The future of the southern part of the parcel wasn’t the only part of the site plan that caused a divide among the planning commission members.
The exclusion of a generator in the site plan also brought up some heated discussion, with multiple board members doing their best to insist it be added given how often the township loses power, and one calling it a big mistake to not have it included.
Out of the 450 Primrose locations nationwide none of them have generators, according to Bradford Egan, development manager, for EIG14T. They’ve also been in business for 40 years, earning themselves high esteem across the country. The child care center is proposed to be one story and 13,525-square-feet, taking over the space that was previously occupied by St. Andrews Church before it was demolished. It will be open Monday through Friday for children ages six month to six-years-old.
According to Andrea Bibby, deputy director of planning building and ordinance for Bloomfield Township, there aren’t many changes coming to the parcel, except for the removal of the northerly curb cut to the site, a request from the Michigan Department of Transportation (MDOT).
“From an experience standpoint of 40 years and over 400 locations I’m sure they’ve run into areas that don’t have the best electricity in regards to during storms…” Kelly said. “I will leave it up to them if it’s a priority.”
Egan did point out that while there were no plans for a generator, if the power were to go out there that fire code requires they have backup battery lighting that comes on immediately.

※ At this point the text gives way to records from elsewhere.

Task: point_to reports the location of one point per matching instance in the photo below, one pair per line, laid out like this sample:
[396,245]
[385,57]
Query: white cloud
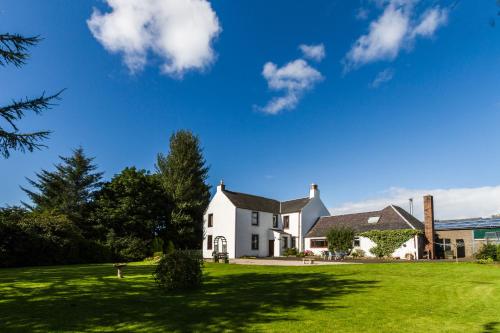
[179,32]
[393,30]
[382,77]
[454,203]
[362,13]
[294,78]
[430,21]
[314,52]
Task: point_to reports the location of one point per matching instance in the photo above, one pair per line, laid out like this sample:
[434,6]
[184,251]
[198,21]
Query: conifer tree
[68,189]
[184,173]
[14,50]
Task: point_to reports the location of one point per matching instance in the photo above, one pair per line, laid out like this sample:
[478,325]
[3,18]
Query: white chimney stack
[314,192]
[221,186]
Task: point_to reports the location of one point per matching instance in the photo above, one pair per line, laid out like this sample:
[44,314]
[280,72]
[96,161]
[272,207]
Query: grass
[405,297]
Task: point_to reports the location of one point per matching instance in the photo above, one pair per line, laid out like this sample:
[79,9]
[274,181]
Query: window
[255,242]
[209,242]
[319,243]
[255,218]
[275,221]
[286,222]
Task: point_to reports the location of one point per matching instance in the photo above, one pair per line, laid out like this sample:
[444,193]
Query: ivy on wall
[388,240]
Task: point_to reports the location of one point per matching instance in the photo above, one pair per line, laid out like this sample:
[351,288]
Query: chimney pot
[221,186]
[429,225]
[313,192]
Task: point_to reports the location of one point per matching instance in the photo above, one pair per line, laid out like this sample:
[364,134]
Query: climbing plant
[388,240]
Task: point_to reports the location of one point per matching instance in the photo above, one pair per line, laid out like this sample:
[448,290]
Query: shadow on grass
[83,299]
[491,327]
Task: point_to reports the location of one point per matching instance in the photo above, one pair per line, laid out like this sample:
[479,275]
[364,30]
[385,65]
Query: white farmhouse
[390,218]
[258,226]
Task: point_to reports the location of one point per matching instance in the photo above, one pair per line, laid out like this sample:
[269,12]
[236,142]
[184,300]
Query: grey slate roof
[389,220]
[292,206]
[253,202]
[262,204]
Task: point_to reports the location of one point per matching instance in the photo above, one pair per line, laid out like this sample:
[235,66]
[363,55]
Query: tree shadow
[233,301]
[491,327]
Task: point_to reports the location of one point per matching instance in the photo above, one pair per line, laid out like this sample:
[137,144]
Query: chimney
[221,186]
[429,225]
[314,192]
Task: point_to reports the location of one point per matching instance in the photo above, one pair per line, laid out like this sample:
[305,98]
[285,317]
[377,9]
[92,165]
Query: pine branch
[21,141]
[16,110]
[14,48]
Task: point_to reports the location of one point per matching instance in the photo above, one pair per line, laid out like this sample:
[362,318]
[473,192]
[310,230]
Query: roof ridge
[251,195]
[404,218]
[373,211]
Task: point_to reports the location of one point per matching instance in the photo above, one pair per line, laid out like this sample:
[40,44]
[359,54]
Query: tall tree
[184,173]
[68,189]
[134,207]
[14,50]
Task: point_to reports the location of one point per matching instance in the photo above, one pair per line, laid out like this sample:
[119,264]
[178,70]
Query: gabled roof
[253,202]
[262,204]
[390,218]
[292,206]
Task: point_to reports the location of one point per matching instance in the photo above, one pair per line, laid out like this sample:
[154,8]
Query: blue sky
[429,124]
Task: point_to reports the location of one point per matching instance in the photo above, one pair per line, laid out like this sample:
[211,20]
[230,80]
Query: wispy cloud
[314,52]
[397,27]
[179,32]
[362,13]
[382,77]
[453,203]
[293,78]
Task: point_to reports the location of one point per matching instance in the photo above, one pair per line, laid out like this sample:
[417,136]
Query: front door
[460,248]
[271,248]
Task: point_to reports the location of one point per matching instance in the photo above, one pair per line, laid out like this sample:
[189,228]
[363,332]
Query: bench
[308,260]
[120,268]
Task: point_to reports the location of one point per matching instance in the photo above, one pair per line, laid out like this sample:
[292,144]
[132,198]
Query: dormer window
[286,222]
[255,218]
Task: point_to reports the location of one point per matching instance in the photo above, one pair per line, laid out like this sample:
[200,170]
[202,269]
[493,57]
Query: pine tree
[68,189]
[14,50]
[184,173]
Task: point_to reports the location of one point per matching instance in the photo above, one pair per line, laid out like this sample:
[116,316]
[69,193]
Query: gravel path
[270,262]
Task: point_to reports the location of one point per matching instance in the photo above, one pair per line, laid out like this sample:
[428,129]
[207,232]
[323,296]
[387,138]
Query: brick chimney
[221,186]
[429,225]
[314,192]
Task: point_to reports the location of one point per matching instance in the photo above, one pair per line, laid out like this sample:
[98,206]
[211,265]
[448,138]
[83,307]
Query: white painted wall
[317,251]
[223,223]
[245,229]
[310,213]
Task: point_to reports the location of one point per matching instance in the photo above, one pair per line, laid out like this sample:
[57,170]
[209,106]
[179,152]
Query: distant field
[413,297]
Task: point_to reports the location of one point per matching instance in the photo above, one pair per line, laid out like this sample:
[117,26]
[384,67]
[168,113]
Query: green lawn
[403,297]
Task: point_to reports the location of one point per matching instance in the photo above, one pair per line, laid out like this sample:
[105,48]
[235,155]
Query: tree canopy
[14,50]
[184,173]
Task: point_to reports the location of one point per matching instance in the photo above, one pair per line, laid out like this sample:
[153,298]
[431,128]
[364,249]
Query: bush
[291,251]
[179,270]
[358,253]
[485,261]
[488,251]
[340,239]
[308,253]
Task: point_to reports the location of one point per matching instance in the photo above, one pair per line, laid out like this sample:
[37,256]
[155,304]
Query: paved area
[271,262]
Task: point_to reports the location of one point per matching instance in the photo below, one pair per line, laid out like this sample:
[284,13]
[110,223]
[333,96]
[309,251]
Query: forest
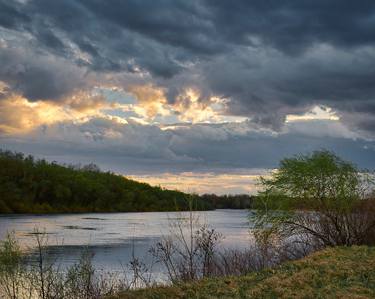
[29,185]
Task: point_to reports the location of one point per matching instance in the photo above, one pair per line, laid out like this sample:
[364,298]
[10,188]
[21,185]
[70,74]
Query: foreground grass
[332,273]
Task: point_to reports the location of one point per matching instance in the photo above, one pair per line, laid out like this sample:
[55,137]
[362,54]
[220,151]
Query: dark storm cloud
[268,58]
[135,148]
[39,77]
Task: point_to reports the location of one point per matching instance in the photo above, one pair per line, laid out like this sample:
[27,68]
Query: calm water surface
[112,237]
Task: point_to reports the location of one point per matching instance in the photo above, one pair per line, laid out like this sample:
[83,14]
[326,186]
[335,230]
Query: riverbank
[341,272]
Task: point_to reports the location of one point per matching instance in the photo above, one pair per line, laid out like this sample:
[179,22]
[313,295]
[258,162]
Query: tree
[319,198]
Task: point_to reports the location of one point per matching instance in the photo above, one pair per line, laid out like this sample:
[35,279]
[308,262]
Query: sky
[200,96]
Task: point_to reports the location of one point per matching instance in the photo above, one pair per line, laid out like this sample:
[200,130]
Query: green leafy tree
[319,198]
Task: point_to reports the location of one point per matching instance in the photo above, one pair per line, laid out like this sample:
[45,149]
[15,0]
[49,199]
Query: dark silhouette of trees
[28,185]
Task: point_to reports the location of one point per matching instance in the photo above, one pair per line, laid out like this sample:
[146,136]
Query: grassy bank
[341,272]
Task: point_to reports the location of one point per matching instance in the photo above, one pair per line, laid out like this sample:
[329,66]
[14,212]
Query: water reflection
[112,237]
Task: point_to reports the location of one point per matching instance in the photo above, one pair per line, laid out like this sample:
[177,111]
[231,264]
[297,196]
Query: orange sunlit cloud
[225,183]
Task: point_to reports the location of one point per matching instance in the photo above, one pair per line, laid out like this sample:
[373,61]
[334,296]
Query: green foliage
[319,198]
[341,272]
[313,182]
[28,185]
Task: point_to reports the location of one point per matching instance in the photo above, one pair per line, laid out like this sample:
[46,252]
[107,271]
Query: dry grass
[341,272]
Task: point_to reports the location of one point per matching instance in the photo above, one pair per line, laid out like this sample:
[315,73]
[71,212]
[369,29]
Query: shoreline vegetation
[339,272]
[317,209]
[32,186]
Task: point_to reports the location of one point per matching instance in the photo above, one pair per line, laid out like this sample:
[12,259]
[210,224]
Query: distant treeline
[28,185]
[241,201]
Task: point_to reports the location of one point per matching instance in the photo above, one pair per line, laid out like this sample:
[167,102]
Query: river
[114,237]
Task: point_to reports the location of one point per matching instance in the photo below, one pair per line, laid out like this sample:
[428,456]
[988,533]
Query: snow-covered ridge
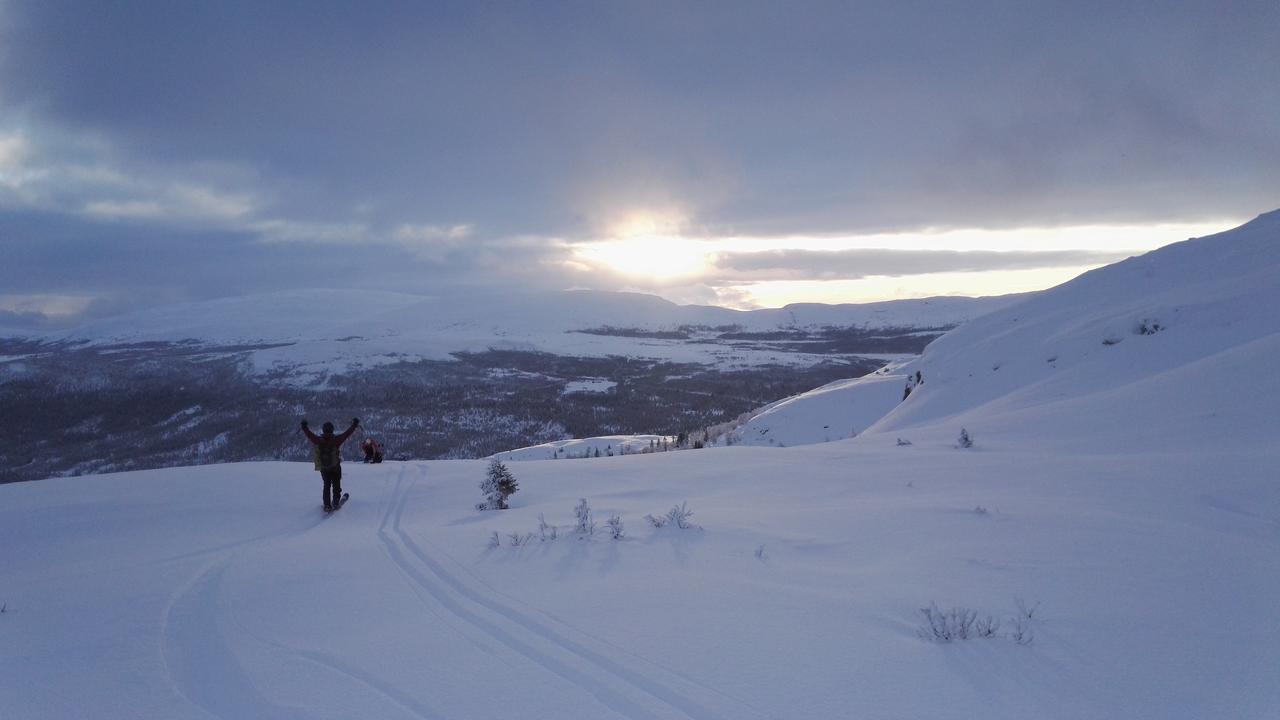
[1121,484]
[1187,333]
[342,314]
[310,335]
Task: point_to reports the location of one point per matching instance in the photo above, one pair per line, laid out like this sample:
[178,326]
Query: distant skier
[329,460]
[373,450]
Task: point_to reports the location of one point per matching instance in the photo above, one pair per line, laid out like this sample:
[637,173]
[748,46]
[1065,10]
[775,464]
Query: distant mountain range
[461,377]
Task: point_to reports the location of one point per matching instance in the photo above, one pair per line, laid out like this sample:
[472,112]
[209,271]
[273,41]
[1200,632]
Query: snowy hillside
[311,333]
[1185,329]
[1118,515]
[1187,333]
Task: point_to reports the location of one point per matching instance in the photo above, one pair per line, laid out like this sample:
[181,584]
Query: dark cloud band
[853,264]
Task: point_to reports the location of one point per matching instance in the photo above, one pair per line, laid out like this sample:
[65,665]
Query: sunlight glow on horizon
[654,254]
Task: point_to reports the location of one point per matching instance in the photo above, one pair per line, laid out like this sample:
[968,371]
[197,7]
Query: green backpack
[328,455]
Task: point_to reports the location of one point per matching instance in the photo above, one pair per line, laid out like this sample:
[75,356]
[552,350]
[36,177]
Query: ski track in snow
[204,669]
[589,669]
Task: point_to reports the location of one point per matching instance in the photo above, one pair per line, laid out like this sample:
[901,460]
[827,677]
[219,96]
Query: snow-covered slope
[1185,332]
[1124,482]
[312,333]
[833,411]
[577,449]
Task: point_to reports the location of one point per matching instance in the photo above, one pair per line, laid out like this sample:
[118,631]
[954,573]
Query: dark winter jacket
[336,440]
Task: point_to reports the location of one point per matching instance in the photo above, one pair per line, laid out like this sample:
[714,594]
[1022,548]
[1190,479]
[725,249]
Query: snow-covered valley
[435,379]
[1118,514]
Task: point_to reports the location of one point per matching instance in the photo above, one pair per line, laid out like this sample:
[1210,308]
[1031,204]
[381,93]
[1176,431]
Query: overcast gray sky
[173,150]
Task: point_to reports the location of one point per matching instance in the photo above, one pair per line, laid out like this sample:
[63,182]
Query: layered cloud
[156,150]
[860,263]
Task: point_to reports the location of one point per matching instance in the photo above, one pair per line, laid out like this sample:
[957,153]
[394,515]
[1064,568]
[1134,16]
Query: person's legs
[329,488]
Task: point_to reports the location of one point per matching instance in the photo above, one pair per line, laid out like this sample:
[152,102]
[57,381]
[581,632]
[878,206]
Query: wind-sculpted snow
[302,337]
[1188,332]
[224,591]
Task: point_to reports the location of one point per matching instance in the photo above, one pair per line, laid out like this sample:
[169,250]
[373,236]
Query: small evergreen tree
[497,487]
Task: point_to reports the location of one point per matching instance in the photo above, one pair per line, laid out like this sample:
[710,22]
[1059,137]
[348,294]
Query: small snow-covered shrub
[615,524]
[583,513]
[544,531]
[1148,327]
[497,487]
[944,627]
[677,516]
[963,623]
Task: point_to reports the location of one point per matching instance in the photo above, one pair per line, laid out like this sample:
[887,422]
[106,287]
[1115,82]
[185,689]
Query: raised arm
[355,423]
[312,437]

This seemed to slightly ease the minds of the other board members who voted no, Salz and chairman Thomas Petinga, who did vote yes the second time, passing the request.
While the commission didn’t agree on all aspects of this site plan, many were excited about the fact that adding this type of business indicates younger families are moving to the community.
Prior to the planning commission meeting this site plan had already been reviewed by various departments, including the design review board, and nothing of concern was found, especially in regards to the noise.
Given the building’s proposed material and coloring, members of the planning commission agreed it will fit in nicely, keeping consistent with the design and architectural nature of the township.
As for the child care center itself, the inside will consist mostly of classrooms and a warming area to provide snacks.
The facility is proposed to have 202 prospective students and 27 staffers, who will direct bringing the children in with their tried and true method of having their guardian park and then walk them to the front of the building from one of their 46 parking spaces, which meets the parking requirement.
The outside site will have a massive play area of over 9,000-square-feet, far above what is required for special land uses in the R-M Multiple Family District standards.
It was shown that they will not just have one play area either, but three, each designated for a different age group with age-specific play structures for the children, including a rock wall in one of them, which will be screened in. The outside area is also where most of the five variances for the plan are needed, including for fencing in the front yard, fencing in the rear yard exceeding four feet in height, and for play equipment located in a side yard.
Kelly said if he was on the zoning board of appeals – where this site plan will go next – he would give them the go-ahead for all five variances.
If the variances pass the ZBA, the site plan request will go to the Bloomfield Township Board of Trustees for approval.